Exchange traded funds are having another banner year. With more than $600 billion flowing to ETFs so far this year, investors continue to prefer the ETF wrapper for accessing investment strategies across asset classes.

But while flows remain strong—and are even on pace to break more records this year, there is more happening beneath the surface in the realm of innovation. 

Speaking to The ETF Show, Aga Kuplinska, Senior Vice President of Product Development at the white label Tidal Financial Group said the industry is shifting from simple exposure to more engineered outcomes.

“2026 is moving to portfolio engineering, portfolio architecture,” she said, highlighting the growing demand for active strategies, including options-based income, defined outcome products, and alternatives funds.

This shift reflects a broader change in how ETFs are being used. ETFs are now becoming tools to deliver specific investment objectives, from income generation to volatility management.

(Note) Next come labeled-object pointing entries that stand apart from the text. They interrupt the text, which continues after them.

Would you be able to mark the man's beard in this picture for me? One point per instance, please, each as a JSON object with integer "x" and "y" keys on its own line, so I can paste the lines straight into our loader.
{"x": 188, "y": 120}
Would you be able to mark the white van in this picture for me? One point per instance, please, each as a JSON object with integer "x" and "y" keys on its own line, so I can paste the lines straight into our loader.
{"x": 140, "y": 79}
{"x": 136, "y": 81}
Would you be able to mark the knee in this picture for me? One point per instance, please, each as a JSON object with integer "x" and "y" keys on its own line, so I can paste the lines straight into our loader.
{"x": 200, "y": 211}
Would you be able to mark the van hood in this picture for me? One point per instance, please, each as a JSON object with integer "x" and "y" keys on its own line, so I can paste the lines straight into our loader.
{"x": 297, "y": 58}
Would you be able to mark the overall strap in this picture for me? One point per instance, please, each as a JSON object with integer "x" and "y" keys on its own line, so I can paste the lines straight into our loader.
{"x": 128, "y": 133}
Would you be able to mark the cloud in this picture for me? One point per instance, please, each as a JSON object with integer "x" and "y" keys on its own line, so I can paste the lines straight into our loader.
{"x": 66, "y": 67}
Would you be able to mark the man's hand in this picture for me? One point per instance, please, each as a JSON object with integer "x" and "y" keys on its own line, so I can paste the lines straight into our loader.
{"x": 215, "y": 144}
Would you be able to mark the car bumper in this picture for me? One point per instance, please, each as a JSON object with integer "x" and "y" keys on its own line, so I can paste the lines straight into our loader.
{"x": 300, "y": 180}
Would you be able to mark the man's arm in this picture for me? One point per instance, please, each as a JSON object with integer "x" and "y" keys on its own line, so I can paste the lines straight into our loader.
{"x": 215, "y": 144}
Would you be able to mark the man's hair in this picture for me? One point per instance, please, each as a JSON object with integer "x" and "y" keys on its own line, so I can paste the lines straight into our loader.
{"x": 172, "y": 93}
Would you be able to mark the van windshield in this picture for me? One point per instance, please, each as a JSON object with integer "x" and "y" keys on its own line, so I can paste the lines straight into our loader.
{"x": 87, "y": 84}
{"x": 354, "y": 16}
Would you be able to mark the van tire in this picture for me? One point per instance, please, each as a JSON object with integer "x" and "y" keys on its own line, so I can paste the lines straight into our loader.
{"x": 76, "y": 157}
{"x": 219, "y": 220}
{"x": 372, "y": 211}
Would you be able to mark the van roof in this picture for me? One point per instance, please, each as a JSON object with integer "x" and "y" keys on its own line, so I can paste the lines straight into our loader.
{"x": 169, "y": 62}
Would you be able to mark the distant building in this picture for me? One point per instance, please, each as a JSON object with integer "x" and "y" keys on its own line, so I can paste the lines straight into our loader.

Enter the rise of options-based income ETFs. The category has grown to $150 billion in assets, driven by investor demand for yield in a market defined by volatility and uncertainty around interest rates.

“Income has always been in high demand,” Kuplinska said. “Options income allows investors access to higher levels of income than they would have.”

But the demand comes with trade-offs as investors accept more complex products they might not fully understand as they chase yield.

Kuplinski explained that “sophisticated” investors understand the implications of a capped upside and path dependency, while others might simply be chasing yield without fully grasping how these strategies truly work.

Increasingly, the ETF wrapper is being used to deliver strategies once too difficult, or even impossible for retail investors to access. This includes derivatives-based approaches, return stacking, and private market exposure

Kuplinska says that’s where the real innovation lies.

“Innovation is using the ETF structure to deliver exposures that were previously very difficult to access,” she said.

This “democratization of complexity” has its drawbacks.

“Complexity is not bad,” Kuplinska noted, highlighting the need for education on these products. She explained that the real issues come when the product is more complicated than the marketing makes an investor believe.

That challenge exists for both retail investors and financial advisors.

“Advisors need to understand not only what the ETF owns, but why it behaves the way it does,” Kuplinska said.

Looking out to the remainder of the year, Kuplinska expects innovation to continue accelerating, especially in the area of active ETFs, income strategies, digital assets, and multi-asset solutions. The next wave of products, she explained, will be even “more focused” on delivering specific outcomes like income targets or downside protection, instead of just broad market exposure.

However, other strategies—like private markets—might take longer to integrate into the ETF wrapper.

“The ETF wrapper doesn’t lend itself very well to holding less liquid investments,” Kuplinska said, pointing out the regulatory limits and structural constraints.

But for investors, ETFs are clearly not just about tracking markets, but also about shaping outcomes. And as the strategies become more complex, understanding what’s inside and how it works has never been more important.